Imunização é estratégia coletiva fundamental para a proteção da saúde pública

Na Semana Mundial da Imunização, infectologista do HSV explica como a vacinação reduz a circulação de doenças, complicações clínicas e internações evitáveis

Responsáveis por prevenir milhões de mortes todos os anos em todo o mundo, as vacinas representam uma das mais importantes conquistas da medicina moderna. Mais do que uma medida individual de proteção, a imunização é uma estratégia estruturada de saúde pública, capaz de reduzir a circulação de agentes infecciosos, evitar casos graves e diminuir internações hospitalares.

A Semana Mundial da Imunização, promovida pela Organização Mundial da Saúde (OMS) entre os dias 24 e 30 de abril, reforça anualmente a importância de manter os calendários vacinais atualizados como forma de proteger indivíduos e comunidades.

De acordo com o médico infectologista do Hospital de Caridade São Vicente de Paulo (HSV), Dr. Marco Aurélio Cunha de Freitas, a vacinação funciona como uma barreira epidemiológica. “Quando uma parcela significativa da população está imunizada, reduzimos a possibilidade de circulação do vírus ou da bactéria. Isso diminui a probabilidade de surtos e protege especialmente quem não pode receber determinadas vacinas, como pacientes imunossuprimidos ou recém-nascidos”, explica.

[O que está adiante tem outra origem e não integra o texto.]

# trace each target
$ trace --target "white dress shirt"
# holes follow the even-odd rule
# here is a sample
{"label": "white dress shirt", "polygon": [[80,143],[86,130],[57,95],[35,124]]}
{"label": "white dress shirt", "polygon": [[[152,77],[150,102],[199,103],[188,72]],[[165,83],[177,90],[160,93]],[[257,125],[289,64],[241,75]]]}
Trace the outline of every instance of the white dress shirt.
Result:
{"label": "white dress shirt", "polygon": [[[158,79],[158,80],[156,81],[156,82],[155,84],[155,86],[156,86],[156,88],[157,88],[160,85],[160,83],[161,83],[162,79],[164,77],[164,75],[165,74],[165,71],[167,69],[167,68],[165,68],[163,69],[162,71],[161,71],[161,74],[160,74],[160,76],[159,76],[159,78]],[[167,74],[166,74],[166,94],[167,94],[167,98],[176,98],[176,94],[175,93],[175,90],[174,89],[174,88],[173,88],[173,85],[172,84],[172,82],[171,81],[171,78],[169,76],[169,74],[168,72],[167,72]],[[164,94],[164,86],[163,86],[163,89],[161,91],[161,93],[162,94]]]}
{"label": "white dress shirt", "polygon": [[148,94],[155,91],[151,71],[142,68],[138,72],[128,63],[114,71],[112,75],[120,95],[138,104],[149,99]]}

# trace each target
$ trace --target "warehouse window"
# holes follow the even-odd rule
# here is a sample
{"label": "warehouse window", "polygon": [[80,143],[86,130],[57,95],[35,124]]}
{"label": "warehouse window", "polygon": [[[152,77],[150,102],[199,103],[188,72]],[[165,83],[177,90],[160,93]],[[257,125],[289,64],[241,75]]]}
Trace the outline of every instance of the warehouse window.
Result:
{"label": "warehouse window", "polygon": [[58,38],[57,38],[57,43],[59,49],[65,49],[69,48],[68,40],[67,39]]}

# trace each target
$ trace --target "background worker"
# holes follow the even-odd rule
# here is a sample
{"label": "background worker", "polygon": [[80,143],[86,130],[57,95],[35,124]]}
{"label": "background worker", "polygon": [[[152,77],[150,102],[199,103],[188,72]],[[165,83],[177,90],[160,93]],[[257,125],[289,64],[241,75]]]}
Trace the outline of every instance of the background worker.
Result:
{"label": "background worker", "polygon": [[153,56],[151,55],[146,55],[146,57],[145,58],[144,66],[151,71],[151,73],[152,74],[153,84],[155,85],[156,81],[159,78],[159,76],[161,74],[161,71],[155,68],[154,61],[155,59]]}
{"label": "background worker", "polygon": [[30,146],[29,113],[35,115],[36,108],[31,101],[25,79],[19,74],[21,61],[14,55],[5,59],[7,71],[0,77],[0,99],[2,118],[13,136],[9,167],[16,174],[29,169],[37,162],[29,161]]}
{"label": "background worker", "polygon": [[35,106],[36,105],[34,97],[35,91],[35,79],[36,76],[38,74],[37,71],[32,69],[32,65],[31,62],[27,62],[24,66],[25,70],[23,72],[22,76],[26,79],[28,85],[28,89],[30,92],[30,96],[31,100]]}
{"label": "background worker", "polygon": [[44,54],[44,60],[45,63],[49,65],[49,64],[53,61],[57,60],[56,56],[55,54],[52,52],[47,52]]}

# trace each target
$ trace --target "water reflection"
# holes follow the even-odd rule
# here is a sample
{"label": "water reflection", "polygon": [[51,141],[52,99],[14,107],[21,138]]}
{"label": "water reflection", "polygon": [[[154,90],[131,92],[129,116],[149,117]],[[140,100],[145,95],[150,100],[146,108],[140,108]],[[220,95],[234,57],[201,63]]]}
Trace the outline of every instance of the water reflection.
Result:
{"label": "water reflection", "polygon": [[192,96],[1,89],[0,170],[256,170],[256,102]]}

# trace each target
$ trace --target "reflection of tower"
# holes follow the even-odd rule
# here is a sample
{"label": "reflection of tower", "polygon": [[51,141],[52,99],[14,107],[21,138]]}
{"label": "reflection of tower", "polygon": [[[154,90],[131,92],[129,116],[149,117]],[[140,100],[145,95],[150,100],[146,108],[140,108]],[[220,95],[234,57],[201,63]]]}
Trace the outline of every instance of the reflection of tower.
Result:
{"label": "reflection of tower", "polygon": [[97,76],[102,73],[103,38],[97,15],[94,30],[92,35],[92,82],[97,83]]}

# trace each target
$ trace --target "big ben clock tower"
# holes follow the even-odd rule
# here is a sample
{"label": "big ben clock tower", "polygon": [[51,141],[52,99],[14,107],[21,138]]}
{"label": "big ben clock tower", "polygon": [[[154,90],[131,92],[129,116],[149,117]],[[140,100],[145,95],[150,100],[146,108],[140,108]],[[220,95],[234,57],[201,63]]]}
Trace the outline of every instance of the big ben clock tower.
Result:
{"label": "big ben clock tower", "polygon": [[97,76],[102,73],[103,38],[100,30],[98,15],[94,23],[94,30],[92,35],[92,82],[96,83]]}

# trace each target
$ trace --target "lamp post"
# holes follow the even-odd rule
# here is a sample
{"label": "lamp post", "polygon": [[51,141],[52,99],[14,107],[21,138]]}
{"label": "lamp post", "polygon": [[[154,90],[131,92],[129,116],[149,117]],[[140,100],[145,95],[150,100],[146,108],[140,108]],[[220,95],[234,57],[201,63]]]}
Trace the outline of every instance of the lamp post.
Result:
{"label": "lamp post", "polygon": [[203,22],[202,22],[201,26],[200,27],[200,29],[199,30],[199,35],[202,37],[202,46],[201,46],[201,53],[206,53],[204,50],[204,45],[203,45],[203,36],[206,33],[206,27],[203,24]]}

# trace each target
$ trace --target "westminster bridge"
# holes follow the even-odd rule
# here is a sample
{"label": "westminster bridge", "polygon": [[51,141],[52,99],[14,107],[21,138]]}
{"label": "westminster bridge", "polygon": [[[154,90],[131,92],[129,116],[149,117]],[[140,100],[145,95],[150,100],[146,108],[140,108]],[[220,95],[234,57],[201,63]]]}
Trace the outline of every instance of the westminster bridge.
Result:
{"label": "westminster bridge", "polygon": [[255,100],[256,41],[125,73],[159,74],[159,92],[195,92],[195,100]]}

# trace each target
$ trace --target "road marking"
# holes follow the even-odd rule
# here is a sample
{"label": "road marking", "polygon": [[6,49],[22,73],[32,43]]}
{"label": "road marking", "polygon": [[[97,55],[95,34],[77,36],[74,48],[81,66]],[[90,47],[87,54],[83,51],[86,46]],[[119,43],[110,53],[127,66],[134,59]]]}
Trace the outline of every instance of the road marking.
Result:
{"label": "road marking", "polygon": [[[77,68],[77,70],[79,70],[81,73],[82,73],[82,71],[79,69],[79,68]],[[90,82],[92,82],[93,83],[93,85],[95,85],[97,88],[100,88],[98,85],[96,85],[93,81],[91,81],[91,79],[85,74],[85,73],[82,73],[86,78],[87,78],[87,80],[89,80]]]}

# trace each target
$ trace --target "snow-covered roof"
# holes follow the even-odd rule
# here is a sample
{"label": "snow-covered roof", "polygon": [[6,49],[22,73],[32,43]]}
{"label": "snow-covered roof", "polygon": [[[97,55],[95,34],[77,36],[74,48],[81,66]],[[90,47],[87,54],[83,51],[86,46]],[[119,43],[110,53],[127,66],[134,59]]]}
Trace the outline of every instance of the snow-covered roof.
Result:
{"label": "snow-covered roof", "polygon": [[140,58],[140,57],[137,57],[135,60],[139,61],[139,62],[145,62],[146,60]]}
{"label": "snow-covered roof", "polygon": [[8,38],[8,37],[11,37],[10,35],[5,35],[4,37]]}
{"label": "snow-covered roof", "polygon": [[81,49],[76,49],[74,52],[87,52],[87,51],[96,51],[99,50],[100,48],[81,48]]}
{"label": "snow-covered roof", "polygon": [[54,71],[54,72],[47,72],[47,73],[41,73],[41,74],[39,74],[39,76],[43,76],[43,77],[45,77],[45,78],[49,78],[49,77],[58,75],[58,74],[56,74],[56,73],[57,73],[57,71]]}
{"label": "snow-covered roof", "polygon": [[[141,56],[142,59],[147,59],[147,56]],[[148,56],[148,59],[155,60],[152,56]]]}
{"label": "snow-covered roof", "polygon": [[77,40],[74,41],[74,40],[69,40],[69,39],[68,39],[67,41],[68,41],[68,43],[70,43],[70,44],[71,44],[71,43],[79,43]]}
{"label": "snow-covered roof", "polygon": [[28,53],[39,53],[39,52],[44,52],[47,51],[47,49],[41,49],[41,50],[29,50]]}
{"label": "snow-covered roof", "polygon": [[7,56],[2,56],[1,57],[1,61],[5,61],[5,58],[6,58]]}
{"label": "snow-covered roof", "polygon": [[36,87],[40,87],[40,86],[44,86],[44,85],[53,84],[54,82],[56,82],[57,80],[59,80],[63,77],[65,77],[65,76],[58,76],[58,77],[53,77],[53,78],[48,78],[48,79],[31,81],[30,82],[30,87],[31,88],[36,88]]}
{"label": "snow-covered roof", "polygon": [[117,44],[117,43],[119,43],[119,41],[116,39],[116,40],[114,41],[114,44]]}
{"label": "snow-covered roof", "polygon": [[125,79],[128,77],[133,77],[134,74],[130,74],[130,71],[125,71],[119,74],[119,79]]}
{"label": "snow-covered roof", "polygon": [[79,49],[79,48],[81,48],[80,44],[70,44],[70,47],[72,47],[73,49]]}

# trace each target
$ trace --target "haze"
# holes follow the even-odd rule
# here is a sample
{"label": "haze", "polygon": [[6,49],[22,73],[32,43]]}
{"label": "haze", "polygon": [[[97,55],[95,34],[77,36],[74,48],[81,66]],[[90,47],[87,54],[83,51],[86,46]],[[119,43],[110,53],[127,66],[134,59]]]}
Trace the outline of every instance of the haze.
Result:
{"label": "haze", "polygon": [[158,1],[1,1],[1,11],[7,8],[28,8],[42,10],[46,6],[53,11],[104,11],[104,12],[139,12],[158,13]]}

Como funciona a proteção coletiva

O conceito técnico por trás dessa estratégia é a chamada imunidade coletiva. Ao atingir níveis adequados de cobertura vacinal, a cadeia de transmissão de determinadas doenças é interrompida, reduzindo significativamente o risco de disseminação. Esse mecanismo é particularmente relevante em ambientes hospitalares, onde há concentração de pacientes com maior vulnerabilidade clínica, como pessoas em tratamento oncológico, transplantados, portadores de doenças crônicas e idosos. “A vacinação não atua apenas na proteção individual. Ela impacta diretamente os indicadores epidemiológicos e contribui para a estabilidade do sistema de saúde”, destaca o especialista.

Prevenção e redução de casos graves

Além de evitar a infecção, muitas vacinas também reduzem a gravidade da doença, caso ela ocorra. Isso significa menor risco de complicações, menor necessidade de internação e redução da sobrecarga assistencial.

No contexto hospitalar, essa prevenção se traduz em menos admissões por doenças imunopreveníveis e menor risco de desfechos graves. “A prevenção sempre será a intervenção mais custo-efetiva da saúde pública. Vacinar é investir em proteção coletiva, sustentabilidade do sistema e qualidade de vida”, afirma.

Compromisso contínuo

O Programa Nacional de Imunizações (PNI), referência internacional pela abrangência e acesso gratuito, disponibiliza vacinas para diferentes faixas etárias ao longo da vida. A atualização da caderneta vacinal deve ocorrer não apenas na infância, mas também na adolescência, vida adulta, gestação e terceira idade.

Manter o calendário em dia é uma medida simples, baseada em evidência científica consolidada, que fortalece a proteção individual e coletiva.

A imunização permanece como um dos pilares estruturantes da saúde pública, com impacto direto na redução de morbidade, mortalidade e na proteção das populações mais vulneráveis.